Rob Carrick is one of a small number of journalists who stand up for individual investors in this country. If you’re not a regular reader of his columns in the Globe and  Mail, I encourage you to start. His latest book, Rob Carrick’s Guide to What’s Good, Bad and Downright Awful in Canadian Investments Today (Doubleday Canada), is classic Carrick: straightforward, easy to read advice that doesn’t kiss any asses in the financial industry.

The book is perfect for browsing, because it’s organized into lists such as “Seven dumb rookie mistakes investors make and how to avoid them,” and “Ten signs of a rotten adviser.” Here’s one of his assessments: “If an adviser isn’t an indexing adherent, then he or she should at least recognize the value of this investing approach. The test is whether an adviser trashes indexing, and many will. If this happens, then keep looking.”

Couch Potatoes will find lots of value here, including Carrick’s picks for “Five essential  exchange-traded funds”: iShares XIU (Canadian large-cap equities), XBB (Canadian bonds) and XIN (international equities), as well as Claymore’s short government bond fund (CLF) and Vanguard’s Total Stock Market (VTI). He also includes three sample portfolios using these ETFs, largely variations of the MoneySense Global Couch Potato. One quibble here: it’s not clear why he recommends Vanguard for US equities, but not for international equities: his choice, iShares XIN, charges three times more than Vanguard’s VEA, a steep price to pay for currency hedging.

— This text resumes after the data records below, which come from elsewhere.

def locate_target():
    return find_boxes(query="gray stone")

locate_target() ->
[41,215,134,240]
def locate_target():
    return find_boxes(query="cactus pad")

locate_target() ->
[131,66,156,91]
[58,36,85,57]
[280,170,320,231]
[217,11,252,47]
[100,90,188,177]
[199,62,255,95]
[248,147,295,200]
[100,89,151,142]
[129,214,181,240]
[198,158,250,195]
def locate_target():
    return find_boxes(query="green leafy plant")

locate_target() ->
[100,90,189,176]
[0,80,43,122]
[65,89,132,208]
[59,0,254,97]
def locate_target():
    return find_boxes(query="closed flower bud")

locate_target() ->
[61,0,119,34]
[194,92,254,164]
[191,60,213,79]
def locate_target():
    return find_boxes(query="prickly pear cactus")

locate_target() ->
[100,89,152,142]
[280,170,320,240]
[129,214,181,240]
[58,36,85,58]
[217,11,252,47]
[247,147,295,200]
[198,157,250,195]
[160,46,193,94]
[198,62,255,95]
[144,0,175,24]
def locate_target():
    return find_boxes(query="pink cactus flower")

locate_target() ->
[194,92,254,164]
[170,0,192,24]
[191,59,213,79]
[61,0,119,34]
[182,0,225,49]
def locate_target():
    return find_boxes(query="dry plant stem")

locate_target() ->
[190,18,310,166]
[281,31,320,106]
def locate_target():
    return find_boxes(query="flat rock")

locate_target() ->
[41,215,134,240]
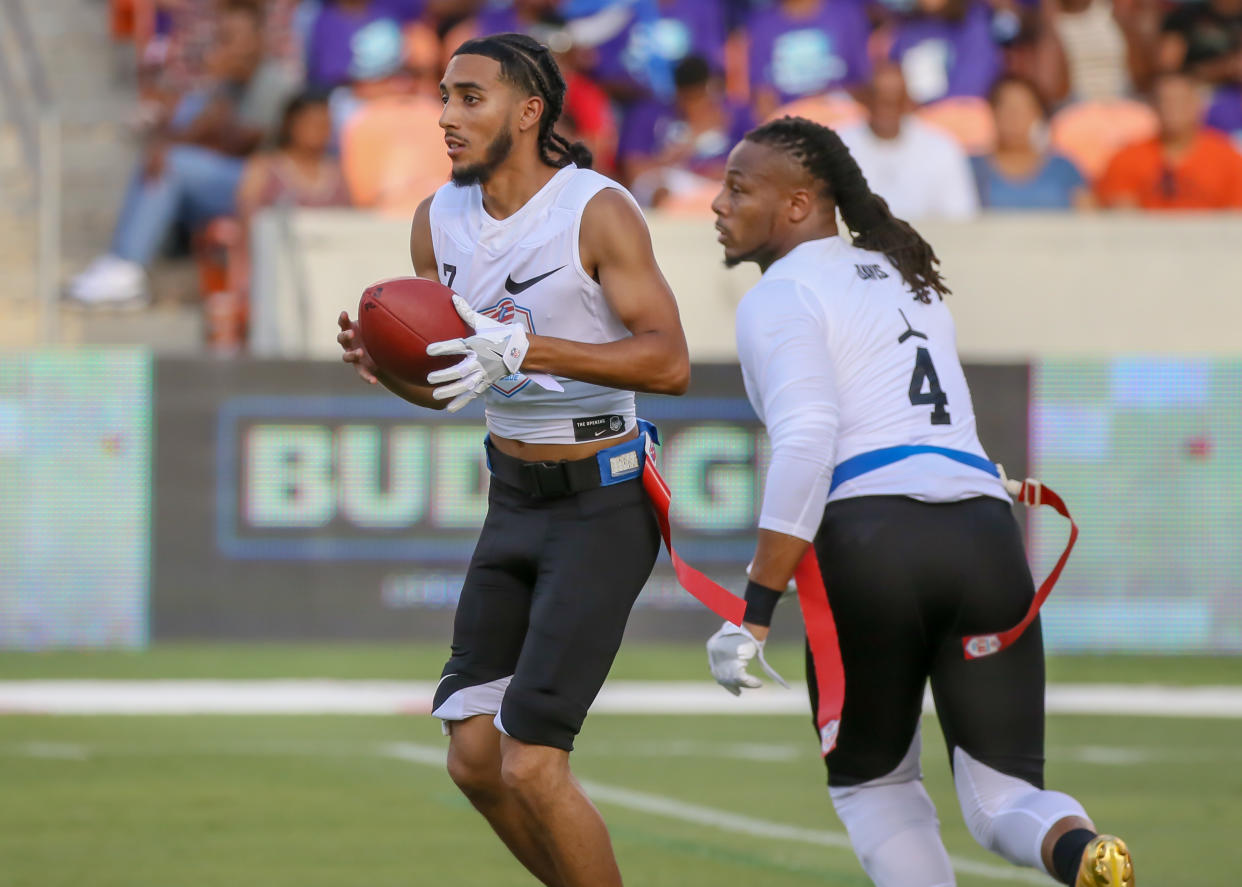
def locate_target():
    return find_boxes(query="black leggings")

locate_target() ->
[435,477,660,750]
[806,496,1045,789]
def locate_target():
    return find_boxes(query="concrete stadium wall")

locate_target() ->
[253,210,1242,363]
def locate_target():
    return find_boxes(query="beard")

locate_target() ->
[724,246,773,268]
[451,127,513,188]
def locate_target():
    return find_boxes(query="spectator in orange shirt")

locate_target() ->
[1095,73,1242,210]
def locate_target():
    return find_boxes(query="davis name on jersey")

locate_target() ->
[737,237,1009,538]
[431,164,635,444]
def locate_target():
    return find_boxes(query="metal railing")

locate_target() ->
[0,0,62,344]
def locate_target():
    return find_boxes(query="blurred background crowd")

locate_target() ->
[67,0,1242,347]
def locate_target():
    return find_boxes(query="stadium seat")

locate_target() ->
[914,96,996,154]
[340,96,451,214]
[771,92,867,129]
[1051,98,1158,179]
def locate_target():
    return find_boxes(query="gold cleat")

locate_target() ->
[1074,835,1134,887]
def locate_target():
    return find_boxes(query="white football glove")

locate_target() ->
[427,296,564,412]
[707,622,789,696]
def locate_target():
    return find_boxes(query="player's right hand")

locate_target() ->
[337,311,379,385]
[707,622,789,696]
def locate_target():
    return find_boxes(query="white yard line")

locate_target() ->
[0,680,1242,718]
[381,743,1052,886]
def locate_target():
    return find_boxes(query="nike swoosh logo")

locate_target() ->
[504,265,565,296]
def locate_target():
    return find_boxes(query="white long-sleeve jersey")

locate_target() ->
[737,237,1010,540]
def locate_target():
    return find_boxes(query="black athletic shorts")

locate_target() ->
[435,442,660,750]
[806,496,1045,789]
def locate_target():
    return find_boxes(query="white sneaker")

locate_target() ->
[67,255,148,306]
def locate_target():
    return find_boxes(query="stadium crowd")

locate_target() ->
[75,0,1242,349]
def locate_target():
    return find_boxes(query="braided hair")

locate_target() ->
[746,117,950,302]
[453,34,592,169]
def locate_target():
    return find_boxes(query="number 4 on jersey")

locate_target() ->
[910,347,949,425]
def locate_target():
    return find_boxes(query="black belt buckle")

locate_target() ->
[522,462,574,498]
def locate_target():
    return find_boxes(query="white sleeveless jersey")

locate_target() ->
[738,237,1009,539]
[431,165,635,444]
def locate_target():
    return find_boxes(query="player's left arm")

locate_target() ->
[707,281,838,694]
[522,188,691,394]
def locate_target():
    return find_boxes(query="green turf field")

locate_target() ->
[0,647,1242,887]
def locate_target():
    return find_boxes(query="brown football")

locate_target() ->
[358,277,474,385]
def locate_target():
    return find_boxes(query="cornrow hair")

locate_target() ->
[745,117,951,302]
[453,34,594,169]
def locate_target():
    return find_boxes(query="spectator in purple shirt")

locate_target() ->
[307,0,411,89]
[1205,84,1242,144]
[617,56,754,206]
[591,0,728,99]
[745,0,871,119]
[889,0,1004,104]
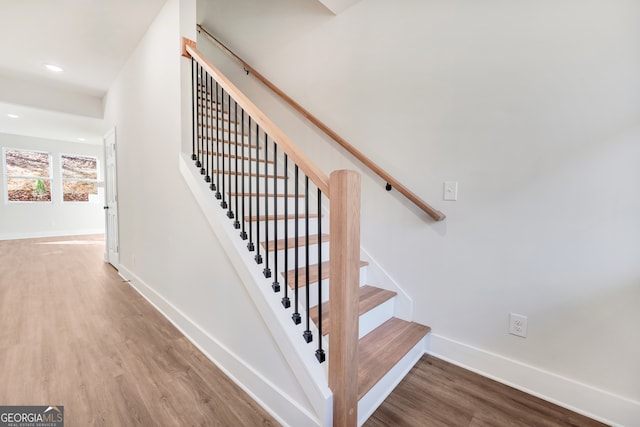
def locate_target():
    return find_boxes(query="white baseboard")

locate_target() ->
[0,228,104,240]
[119,265,320,427]
[427,333,640,427]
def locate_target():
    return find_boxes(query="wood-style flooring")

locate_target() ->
[364,355,605,427]
[0,236,603,427]
[0,236,279,427]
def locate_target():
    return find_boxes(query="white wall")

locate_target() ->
[0,133,104,240]
[198,0,640,425]
[105,0,320,425]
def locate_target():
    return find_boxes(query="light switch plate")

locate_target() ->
[444,181,458,200]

Regular Globe readers will be familiar with Carrick’s excellent annual survey of Canadian discount brokers. One of the best chapters in the book is devoted to do-it-yourself investing, and Carrick has good advice on choosing a discount broker, and how to avoid some of the costly mistakes that beginners inevitably make when they start investing on their own. His message for small investors is reassuring: “You’re going to feel like a new and largely insignificant player in a universe of fast-moving money. Get over that feeling.”

Carrick has no time for financial industry nonsense, and he doesn’t pull punches: he names bank-sponsored index funds (except TD’s e-Series) among his “Five big, fat mutual fund industry rip-offs,” an assessment I agree with completely. He also takes fund managers to task for being sneaky about fees, and slams discount brokers for collecting trailer fees on mutual funds that were designed to go to advisers. (That’s right: if you buy an actively managed fund through an online broker, you’re paying for advice you don’t get.) He recommends Morningstar as a valuable resource but calls their star ratings “trivia for simpletons who think it’s possible to tell what a fund will do in the future by looking at a rating of its past performance.”

I was confused by Carrick’s claim, repeated several times in the book, that stocks have an expected return of 6% to 8%. Over the last 40 years, the total return on Canadian, US and international stocks is in the range of 11% to 13%. Carrick’s numbers either do not include dividends (an enormous oversight), or he is referring to real returns, adjusted for inflation. The latter method is perfectly reasonable, but should have been explained: after all, few people would invest in stocks if they could expect nominal returns of just 6% to 8%.

As this book demonstrates, most Canadian investment products and services fall into the “downright awful” category. We need more advocates like Carrick to point that out.